Stochastic Additively Preconditioned Trust-Region Strategies for Distributed Neural Network Training
Facoltà di scienze informatiche - Segreterie degli studi
Data: 16 dicembre 2025 / 16:00 - 19:00
USI East Campus, Room D1.13
You are cordially invited to attend the PhD Dissertation Defence of Samuel Adolfo Cruz Alegria on Tuesday 16 December 2025 at 16:00 in room D1.13.
Abstract:
Training large-scale neural networks is computationally demanding, particularly when hyperparameter tuning is required for first-order optimization methods such as stochastic gradient descent and Adam. Domain decomposition methods from scientific computing offer a framework for distributed computation. Among them, additive domain decomposition methods enable fully parallel processing. This thesis investigates the stochastic additively preconditioned trust-region strategy (SAPTS), which combines domain decomposition with trust-region optimization to reduce hyperparameter sensitivity. We formulate three SAPTS variants for neural network training: one for data parallelism and two for parameter-space decomposition. We implement these algorithms in PyTorch and evaluate their performance on three distinct problem classes: physics-informed neural networks solving partial differential equations, image classification on MNIST and CIFAR-10, and language modelling on sequential text data. Our empirical evaluation characterizes the convergence behaviour, computational efficiency, and scalability properties of each variant relative to SGD and Adam baselines.

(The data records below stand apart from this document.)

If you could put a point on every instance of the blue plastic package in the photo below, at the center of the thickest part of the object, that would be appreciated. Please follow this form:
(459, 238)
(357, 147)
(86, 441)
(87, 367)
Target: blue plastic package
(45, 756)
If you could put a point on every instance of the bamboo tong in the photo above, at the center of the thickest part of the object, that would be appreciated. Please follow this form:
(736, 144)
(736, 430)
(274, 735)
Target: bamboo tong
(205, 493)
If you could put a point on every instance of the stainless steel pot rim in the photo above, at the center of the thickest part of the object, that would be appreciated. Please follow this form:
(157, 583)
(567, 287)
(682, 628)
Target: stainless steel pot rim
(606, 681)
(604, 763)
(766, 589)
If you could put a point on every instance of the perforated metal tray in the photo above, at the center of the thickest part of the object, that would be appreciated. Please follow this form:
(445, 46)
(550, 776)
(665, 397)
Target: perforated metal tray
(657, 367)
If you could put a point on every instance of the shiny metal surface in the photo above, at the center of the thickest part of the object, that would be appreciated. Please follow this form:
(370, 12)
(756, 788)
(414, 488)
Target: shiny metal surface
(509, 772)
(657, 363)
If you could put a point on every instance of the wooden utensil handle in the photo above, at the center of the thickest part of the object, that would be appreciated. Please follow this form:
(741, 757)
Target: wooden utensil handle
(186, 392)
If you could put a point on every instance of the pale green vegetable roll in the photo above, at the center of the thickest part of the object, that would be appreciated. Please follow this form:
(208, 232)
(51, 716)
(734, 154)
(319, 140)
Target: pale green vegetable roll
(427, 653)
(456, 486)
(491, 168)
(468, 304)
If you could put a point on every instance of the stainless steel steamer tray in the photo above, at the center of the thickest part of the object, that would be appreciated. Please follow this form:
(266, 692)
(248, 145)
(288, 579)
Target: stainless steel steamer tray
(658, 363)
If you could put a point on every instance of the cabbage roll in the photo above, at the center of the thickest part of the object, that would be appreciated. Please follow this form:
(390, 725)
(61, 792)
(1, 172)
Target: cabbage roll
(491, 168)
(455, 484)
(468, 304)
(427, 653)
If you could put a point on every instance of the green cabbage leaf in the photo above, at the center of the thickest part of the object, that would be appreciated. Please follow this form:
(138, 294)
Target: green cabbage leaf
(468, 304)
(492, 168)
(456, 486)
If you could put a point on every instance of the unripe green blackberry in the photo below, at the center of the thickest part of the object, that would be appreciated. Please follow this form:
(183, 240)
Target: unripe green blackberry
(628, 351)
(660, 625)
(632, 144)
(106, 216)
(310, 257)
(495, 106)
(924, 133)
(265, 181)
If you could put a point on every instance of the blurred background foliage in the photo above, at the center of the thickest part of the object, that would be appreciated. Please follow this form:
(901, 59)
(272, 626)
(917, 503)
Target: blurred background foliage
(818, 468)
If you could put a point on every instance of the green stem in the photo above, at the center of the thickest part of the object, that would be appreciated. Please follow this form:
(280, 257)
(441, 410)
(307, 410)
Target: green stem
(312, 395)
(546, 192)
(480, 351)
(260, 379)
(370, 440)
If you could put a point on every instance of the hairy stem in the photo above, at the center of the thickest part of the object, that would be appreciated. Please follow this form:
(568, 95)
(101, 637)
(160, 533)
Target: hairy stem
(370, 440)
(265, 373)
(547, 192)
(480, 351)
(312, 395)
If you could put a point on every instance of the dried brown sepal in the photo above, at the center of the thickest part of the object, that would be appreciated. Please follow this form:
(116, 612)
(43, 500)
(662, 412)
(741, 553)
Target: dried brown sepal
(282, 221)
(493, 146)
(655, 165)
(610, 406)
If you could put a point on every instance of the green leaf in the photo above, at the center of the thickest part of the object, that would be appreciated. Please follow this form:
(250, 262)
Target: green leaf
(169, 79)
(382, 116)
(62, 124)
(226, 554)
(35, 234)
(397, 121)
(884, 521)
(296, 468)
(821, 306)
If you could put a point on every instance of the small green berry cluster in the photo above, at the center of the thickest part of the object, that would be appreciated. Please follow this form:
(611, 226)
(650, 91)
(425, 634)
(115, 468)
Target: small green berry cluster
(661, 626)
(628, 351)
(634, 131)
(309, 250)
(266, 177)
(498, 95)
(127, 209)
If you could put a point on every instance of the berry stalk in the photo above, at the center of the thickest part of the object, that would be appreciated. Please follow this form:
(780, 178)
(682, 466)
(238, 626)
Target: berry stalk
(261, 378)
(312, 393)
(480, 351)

Results indicate that SAPTS achieves competitive performance with minimal hyperparameter tuning on physics-informed problems. For image classification, SAPTS performs well on MNIST while showing slightly higher loss on CIFAR-10. Language modelling tasks reveal performance gaps compared to tuned first-order methods, suggesting that sequential data structures present challenges for domain decomposition approaches. We conclude that SAPTS is particularly well-suited to physics-informed applications and domains where hyperparameter tuning constraints are significant. Our findings further suggest that SAPTS could serve as an effective pre-training method, where the reduced hyperparameter tuning requirements may justify the higher per-iteration computational cost during an initial training phase before standard fine-tuning.
Dissertation Committee:
- Prof. Rolf Krause, Università della Svizzera italiana, Switzerland (Research Advisor)
- Prof. Alena Kopanicakova, Università della Svizzera italiana, Switzerland (Research co-Advisor)
- Prof. Cesare Alippi, Università della Svizzera italiana, Switzerland (Internal Member)
- Prof. Michael Multerer, Università della Svizzera italiana, Switzerland (Internal Member)
- Prof. Eric Cyr, Sandia National Laboratories, USA (External Member)
- Prof. Alexander Heinlein, TU Delft DIAM, Netherlands (External Member)